The most unforgettable story to come out of 2012 concerned a fifteen-year-old longhaired female named Hattie with white fur who is one of Allan Spurgeon's barn cats in tiny Hope, Minnesota. Like her sixteen-year-old mother, who by the way is still alive, and her great-grandfather, she was born on Spurgeon's farm and, according to him, her first nine years on this earth were anything but exceptional.

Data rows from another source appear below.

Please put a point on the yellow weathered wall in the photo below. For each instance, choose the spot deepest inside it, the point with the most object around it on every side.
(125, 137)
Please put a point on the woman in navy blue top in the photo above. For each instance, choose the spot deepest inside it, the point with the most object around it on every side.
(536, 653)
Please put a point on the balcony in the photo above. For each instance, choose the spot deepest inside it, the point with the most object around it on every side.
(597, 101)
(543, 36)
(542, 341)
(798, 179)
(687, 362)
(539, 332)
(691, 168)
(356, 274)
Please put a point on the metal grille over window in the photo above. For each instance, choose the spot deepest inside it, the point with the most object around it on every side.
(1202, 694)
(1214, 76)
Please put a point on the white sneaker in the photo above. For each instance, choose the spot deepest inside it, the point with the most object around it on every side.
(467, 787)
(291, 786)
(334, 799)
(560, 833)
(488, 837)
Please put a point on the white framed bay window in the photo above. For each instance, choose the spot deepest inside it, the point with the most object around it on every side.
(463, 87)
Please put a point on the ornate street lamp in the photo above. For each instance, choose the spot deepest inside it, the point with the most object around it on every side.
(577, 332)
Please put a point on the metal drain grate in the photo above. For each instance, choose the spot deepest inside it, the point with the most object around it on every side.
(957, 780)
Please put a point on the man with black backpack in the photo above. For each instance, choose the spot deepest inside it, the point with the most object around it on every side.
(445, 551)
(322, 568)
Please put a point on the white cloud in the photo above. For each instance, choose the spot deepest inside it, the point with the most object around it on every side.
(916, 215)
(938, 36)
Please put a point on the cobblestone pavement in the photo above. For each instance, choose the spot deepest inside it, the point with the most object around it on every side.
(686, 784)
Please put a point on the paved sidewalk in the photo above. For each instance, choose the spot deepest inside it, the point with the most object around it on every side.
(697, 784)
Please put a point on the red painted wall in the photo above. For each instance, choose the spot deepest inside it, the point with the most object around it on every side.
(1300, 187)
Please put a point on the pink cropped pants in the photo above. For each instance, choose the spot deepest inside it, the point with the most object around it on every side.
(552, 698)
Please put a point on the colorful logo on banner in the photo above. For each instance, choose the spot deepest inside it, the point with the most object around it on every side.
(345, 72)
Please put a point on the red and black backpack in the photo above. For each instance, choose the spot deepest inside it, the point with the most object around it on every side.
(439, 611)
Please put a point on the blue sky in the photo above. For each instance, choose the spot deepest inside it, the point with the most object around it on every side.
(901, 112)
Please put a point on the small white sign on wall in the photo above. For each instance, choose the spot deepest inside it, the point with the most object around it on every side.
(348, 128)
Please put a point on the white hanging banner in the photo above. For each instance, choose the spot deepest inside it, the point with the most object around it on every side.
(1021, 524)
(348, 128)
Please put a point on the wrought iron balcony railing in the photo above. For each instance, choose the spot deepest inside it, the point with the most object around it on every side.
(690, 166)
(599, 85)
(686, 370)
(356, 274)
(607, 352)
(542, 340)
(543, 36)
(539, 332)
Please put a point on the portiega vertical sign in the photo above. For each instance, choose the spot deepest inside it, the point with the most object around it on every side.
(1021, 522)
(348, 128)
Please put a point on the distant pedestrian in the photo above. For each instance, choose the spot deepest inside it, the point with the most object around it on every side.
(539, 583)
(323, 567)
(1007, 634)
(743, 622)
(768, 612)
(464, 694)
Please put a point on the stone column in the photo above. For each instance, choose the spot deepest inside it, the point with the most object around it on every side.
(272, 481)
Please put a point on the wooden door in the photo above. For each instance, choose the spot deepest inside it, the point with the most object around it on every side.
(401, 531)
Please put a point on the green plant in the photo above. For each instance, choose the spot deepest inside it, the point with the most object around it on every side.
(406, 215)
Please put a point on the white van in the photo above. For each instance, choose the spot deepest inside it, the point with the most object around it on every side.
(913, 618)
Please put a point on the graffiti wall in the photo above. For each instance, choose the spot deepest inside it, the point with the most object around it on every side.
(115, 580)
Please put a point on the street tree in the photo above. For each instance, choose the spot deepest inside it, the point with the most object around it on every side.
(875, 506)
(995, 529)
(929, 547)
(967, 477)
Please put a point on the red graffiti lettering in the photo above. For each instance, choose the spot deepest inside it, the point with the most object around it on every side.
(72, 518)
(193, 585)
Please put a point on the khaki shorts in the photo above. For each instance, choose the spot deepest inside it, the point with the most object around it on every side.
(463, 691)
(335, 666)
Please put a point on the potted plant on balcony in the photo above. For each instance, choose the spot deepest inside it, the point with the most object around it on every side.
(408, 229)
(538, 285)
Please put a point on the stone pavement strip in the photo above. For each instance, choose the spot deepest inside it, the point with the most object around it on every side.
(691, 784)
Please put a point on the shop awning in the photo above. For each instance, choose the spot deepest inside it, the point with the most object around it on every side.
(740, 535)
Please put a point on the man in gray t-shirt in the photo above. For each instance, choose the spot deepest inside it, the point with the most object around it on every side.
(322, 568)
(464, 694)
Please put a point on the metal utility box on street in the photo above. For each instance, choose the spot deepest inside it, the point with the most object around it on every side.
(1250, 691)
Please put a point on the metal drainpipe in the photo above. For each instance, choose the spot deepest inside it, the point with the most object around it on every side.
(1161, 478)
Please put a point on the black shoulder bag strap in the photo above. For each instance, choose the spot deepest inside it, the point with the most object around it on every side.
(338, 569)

Six years ago, however, she began to roam. Specifically, she mysteriously disappears each May only to return home a few days before Christmas. That has prompted Spurgeon to dub her as "The Christmas Cat."

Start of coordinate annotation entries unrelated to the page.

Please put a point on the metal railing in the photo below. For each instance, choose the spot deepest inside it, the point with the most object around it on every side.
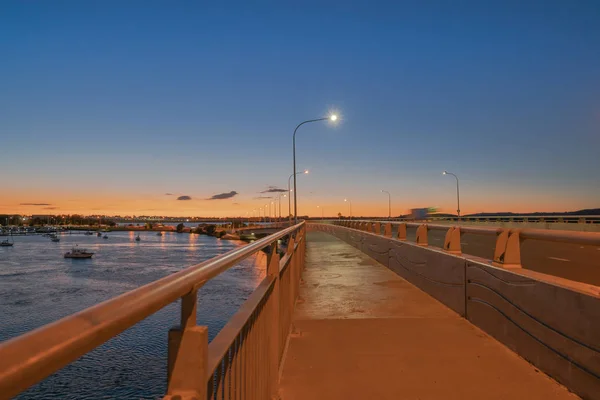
(547, 219)
(241, 362)
(507, 251)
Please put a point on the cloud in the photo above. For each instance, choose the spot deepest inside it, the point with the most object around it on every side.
(274, 189)
(222, 196)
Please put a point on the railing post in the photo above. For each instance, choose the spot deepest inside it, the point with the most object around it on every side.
(387, 230)
(452, 241)
(422, 235)
(402, 232)
(187, 354)
(507, 253)
(377, 228)
(274, 324)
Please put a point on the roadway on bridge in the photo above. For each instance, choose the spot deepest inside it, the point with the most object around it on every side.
(579, 263)
(362, 332)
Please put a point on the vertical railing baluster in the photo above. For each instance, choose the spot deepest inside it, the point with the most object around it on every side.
(274, 322)
(188, 352)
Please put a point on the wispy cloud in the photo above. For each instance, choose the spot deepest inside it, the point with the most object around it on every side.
(222, 196)
(273, 189)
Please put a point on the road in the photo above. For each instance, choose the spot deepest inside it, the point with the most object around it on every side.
(575, 262)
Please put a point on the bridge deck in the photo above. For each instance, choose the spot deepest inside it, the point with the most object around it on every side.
(361, 331)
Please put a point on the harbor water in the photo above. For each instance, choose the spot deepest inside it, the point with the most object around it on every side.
(38, 286)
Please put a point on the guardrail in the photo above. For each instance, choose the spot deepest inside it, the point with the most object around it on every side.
(566, 219)
(283, 224)
(242, 361)
(507, 251)
(549, 321)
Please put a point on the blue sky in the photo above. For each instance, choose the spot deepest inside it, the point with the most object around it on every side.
(106, 106)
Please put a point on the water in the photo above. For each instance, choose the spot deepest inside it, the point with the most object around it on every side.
(38, 286)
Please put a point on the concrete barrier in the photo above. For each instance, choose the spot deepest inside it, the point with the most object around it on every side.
(552, 322)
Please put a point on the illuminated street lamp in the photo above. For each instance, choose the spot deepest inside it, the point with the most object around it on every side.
(389, 203)
(322, 208)
(332, 118)
(290, 191)
(284, 195)
(350, 204)
(457, 192)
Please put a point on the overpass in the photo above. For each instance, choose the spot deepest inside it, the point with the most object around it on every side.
(357, 310)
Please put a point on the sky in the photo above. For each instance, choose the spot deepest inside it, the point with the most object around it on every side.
(153, 108)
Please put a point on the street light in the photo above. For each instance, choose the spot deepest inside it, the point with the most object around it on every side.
(457, 193)
(331, 118)
(289, 191)
(321, 212)
(284, 195)
(350, 204)
(389, 202)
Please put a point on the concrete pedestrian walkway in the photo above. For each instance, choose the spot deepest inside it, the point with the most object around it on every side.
(362, 332)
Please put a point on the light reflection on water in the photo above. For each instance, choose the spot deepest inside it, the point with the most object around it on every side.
(38, 286)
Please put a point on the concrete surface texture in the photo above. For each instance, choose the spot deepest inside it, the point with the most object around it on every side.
(362, 332)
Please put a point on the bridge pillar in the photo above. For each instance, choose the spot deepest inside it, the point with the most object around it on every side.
(507, 253)
(422, 235)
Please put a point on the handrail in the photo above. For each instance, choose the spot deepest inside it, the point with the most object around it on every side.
(572, 237)
(507, 251)
(31, 357)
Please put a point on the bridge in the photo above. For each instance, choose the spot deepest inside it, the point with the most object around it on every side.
(355, 309)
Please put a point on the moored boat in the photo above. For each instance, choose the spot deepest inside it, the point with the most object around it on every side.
(76, 252)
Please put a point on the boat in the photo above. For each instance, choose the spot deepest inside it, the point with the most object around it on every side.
(76, 252)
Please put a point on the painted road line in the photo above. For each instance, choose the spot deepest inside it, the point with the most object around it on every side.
(559, 259)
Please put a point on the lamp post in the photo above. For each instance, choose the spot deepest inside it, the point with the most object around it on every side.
(290, 193)
(273, 210)
(389, 202)
(332, 118)
(457, 193)
(321, 212)
(284, 195)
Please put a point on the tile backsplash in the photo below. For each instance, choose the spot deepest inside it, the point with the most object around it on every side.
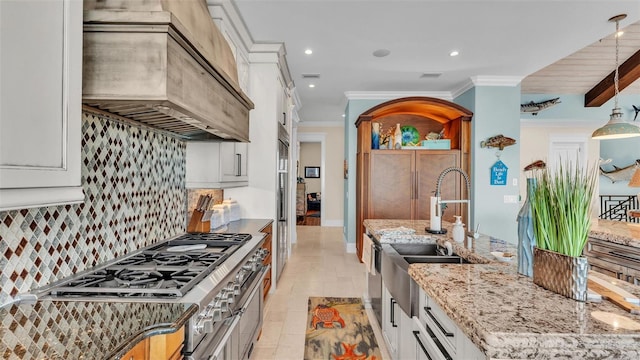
(134, 184)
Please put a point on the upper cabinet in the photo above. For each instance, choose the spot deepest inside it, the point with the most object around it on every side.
(398, 183)
(217, 165)
(40, 106)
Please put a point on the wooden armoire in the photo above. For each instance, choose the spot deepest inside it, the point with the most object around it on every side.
(398, 184)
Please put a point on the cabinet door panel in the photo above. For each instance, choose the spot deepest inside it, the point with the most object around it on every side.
(392, 184)
(429, 165)
(40, 107)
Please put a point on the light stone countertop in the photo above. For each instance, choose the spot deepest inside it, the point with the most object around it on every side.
(509, 317)
(618, 232)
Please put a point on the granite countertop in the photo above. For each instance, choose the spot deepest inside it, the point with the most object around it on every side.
(84, 330)
(244, 226)
(94, 330)
(509, 317)
(618, 232)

"It's cool that she comes back before Christmas -- just in case there is a gift for her just like a child would," he said last December following her return on Christmas Eve. Because of her advanced years, Spurgeon initially had feared that he had seen the last of her and that she would not be coming back.

If there were any consolation to be found in his trepidations it was in the fact that he felt exactly the same way the first time that she vanished. "I looked in all the buildings and ditches and didn't find her anywhere, thought she was dead," he recalled. "Then on the morning of Christmas Eve Day the first year, she returned."

Throughout all the years and all the mysterious disappearances and miraculous returns Spurgeon never has been able to ascertain where his prodigal feline spends her summers and autumns. "It's a mystery to us," he said. "She's the only one (of his barn cats) that wanders."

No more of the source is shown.